Despite the throb in my own leg, we quickened our pace, but they were faster. The hallway was free and empty before us clear down to the next big department store, and there was nothing to slow us, but we’d only passed three stores before their heavy breathing was in our ears.
London spun with the Judge and caught the nearest under the chin. Its face was nearly human in appearance, but moldy green with ram’s horns that swept forward from its brows. It snarled at him in defiance, and London pulled the trigger once. Then again.
Ape took another with his sword.
When I spun around, my foot caught and my leg gave out. I fell over onto my arse with the momentum, and as the gargoyle moved over me with bared fangs, London slammed into its neck with his shoulder, throwing it off balance, and Ape took its head off.
By the time they helped me to my feet, four more gargoyles broke from the flaming hallway and locked on to our position.
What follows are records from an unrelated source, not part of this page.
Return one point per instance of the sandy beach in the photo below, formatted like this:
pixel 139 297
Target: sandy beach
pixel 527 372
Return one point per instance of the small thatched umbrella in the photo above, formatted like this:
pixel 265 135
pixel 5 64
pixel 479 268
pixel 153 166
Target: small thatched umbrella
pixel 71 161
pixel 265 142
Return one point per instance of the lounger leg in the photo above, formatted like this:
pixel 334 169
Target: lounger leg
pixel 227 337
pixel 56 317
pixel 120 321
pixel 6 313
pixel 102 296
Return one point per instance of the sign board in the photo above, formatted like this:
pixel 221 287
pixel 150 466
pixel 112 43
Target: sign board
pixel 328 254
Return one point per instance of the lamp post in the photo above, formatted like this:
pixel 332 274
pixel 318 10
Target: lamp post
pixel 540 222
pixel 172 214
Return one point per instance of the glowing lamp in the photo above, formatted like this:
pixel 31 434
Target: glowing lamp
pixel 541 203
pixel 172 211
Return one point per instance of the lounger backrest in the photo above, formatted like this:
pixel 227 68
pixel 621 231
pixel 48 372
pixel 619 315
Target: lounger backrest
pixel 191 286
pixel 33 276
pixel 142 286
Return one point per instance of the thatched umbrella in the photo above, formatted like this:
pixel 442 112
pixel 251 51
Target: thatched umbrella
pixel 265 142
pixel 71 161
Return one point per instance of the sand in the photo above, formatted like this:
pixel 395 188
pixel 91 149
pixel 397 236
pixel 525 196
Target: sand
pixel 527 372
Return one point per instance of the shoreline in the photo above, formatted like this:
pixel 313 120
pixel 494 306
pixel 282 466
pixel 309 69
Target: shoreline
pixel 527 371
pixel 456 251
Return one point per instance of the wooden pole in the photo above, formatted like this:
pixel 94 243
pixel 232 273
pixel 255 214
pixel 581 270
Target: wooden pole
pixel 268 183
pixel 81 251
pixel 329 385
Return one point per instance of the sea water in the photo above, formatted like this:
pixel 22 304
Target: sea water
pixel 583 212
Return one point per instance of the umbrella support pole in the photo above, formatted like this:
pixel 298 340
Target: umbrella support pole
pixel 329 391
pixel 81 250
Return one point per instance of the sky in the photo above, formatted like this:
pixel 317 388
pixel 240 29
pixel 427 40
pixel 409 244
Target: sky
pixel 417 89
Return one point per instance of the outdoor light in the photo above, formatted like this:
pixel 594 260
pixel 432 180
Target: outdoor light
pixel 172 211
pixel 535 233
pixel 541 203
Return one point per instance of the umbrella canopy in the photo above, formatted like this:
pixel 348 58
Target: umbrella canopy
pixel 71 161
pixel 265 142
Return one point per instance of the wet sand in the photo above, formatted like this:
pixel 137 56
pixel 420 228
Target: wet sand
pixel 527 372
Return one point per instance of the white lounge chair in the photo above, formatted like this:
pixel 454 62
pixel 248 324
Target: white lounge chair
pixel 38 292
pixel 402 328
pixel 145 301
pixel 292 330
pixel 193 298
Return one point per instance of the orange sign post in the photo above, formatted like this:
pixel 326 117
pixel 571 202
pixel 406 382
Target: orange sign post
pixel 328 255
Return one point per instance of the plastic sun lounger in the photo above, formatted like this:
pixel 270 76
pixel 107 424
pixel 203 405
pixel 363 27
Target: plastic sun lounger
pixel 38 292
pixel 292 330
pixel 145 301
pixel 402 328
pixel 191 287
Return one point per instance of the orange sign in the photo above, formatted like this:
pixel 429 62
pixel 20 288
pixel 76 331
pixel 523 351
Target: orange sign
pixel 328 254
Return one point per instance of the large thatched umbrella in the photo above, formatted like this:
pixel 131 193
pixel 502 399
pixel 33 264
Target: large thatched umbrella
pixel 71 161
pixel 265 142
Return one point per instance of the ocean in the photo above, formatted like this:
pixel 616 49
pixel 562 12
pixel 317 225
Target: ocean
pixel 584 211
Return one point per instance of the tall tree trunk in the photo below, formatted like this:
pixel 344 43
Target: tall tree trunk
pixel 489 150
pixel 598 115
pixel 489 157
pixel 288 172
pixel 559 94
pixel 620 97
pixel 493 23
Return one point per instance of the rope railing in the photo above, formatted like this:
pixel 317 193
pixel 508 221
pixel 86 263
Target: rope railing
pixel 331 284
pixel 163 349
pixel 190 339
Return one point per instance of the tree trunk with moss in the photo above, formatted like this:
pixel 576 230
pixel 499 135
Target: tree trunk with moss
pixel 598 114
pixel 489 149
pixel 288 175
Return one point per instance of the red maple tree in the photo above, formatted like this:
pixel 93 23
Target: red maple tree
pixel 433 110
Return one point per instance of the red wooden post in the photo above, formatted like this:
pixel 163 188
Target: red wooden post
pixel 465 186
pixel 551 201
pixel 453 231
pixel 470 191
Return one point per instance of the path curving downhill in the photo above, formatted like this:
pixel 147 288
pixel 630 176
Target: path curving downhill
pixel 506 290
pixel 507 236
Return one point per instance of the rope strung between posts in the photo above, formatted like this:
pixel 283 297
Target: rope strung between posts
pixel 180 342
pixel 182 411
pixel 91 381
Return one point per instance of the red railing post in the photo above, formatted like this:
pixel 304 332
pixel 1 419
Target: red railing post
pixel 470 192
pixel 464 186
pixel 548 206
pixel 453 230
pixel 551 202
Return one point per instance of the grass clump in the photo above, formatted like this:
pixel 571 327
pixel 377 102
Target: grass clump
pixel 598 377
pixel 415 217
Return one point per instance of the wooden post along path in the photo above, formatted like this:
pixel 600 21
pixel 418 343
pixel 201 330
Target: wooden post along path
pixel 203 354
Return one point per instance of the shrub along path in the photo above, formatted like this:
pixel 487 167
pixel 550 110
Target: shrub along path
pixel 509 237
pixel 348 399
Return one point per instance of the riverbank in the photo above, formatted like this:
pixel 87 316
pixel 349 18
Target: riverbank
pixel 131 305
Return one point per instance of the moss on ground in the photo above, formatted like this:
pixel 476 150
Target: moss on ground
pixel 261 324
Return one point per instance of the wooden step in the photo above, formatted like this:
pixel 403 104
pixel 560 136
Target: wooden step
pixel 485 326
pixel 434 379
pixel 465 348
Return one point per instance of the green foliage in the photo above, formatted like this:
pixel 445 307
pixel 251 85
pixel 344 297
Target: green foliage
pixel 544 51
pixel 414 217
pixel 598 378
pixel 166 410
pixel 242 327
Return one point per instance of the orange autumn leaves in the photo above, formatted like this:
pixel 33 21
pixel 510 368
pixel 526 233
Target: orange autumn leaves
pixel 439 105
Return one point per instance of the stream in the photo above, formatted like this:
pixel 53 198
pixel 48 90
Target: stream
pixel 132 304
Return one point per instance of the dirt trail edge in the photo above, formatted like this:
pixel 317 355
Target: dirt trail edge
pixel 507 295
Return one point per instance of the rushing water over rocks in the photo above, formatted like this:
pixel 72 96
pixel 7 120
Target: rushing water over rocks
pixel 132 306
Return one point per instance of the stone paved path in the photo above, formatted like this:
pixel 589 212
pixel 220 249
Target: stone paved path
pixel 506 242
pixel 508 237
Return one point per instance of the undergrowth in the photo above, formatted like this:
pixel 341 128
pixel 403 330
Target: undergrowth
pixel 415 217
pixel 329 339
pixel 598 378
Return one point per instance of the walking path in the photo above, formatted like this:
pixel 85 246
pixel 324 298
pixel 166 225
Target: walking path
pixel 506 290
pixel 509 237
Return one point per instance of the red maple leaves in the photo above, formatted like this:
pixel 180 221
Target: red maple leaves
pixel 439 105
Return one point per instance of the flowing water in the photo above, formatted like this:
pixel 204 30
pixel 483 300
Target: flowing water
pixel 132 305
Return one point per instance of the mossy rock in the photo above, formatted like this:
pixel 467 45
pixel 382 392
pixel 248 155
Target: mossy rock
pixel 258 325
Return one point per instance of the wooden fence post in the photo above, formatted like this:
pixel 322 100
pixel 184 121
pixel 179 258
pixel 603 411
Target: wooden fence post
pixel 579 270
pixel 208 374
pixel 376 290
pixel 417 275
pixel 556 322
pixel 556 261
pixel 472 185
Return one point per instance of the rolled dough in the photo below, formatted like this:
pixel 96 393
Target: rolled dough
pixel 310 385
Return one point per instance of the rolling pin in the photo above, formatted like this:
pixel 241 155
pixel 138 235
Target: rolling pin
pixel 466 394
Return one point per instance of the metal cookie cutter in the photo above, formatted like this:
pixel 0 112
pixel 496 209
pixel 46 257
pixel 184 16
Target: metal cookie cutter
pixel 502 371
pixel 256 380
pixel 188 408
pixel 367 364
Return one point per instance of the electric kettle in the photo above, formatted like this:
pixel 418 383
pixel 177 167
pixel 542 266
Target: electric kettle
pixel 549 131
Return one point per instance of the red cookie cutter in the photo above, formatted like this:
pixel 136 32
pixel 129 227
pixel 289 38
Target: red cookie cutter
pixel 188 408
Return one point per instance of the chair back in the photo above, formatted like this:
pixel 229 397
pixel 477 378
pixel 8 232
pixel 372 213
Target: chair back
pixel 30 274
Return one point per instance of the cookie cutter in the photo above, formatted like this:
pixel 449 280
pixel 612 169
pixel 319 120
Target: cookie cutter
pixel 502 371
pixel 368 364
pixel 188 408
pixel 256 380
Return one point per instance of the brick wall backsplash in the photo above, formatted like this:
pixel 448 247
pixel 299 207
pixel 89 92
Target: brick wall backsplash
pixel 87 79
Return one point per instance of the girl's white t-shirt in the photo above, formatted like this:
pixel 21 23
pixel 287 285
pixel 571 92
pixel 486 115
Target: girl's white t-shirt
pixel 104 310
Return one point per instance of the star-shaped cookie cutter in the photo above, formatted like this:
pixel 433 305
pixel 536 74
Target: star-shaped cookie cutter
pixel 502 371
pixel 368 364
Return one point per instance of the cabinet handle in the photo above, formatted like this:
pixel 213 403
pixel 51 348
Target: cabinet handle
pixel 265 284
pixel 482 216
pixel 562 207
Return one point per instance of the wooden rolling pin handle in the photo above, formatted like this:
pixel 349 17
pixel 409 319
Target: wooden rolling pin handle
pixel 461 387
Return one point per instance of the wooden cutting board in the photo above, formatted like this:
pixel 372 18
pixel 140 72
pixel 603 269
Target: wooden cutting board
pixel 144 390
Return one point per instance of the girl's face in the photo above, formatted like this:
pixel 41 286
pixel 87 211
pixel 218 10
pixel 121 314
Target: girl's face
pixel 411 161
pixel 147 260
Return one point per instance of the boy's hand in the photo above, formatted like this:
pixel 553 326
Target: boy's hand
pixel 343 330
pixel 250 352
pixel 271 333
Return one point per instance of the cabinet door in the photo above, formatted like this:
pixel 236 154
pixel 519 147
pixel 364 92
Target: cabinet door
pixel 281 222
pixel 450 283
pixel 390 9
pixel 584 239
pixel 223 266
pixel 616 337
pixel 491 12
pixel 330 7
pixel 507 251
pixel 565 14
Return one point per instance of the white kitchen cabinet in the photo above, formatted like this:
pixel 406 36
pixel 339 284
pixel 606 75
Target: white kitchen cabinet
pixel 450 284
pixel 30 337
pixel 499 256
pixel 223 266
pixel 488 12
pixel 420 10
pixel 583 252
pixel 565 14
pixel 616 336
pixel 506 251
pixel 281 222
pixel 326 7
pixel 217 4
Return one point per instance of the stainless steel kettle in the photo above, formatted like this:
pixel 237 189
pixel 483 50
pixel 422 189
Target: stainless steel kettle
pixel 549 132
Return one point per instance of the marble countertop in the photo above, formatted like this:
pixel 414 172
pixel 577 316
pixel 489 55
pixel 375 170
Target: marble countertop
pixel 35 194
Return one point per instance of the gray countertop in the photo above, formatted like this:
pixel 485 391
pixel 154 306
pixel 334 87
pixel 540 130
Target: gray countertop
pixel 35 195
Although I didn’t see anything, I heard the loud, pounding discharges of heavy artillery. It was impossible to tell where it might be coming from.
“What is that?” Ape asked. “The National Guard?”
“We’ve got an outbreak,” I said. “A fucking epidemic. Would you be surprised?”
On our right, we came to a service hall, and Ape took it, saying, “This way.”
The hall was narrow – maybe five feet wide – long and white. It seemed almost sterile. It ran about a hundred feet to a bank of payphones, cut to the right, jogged up past the public restrooms and cut sharply to the left for another 200 feet before dumping out into another main wing of the mall.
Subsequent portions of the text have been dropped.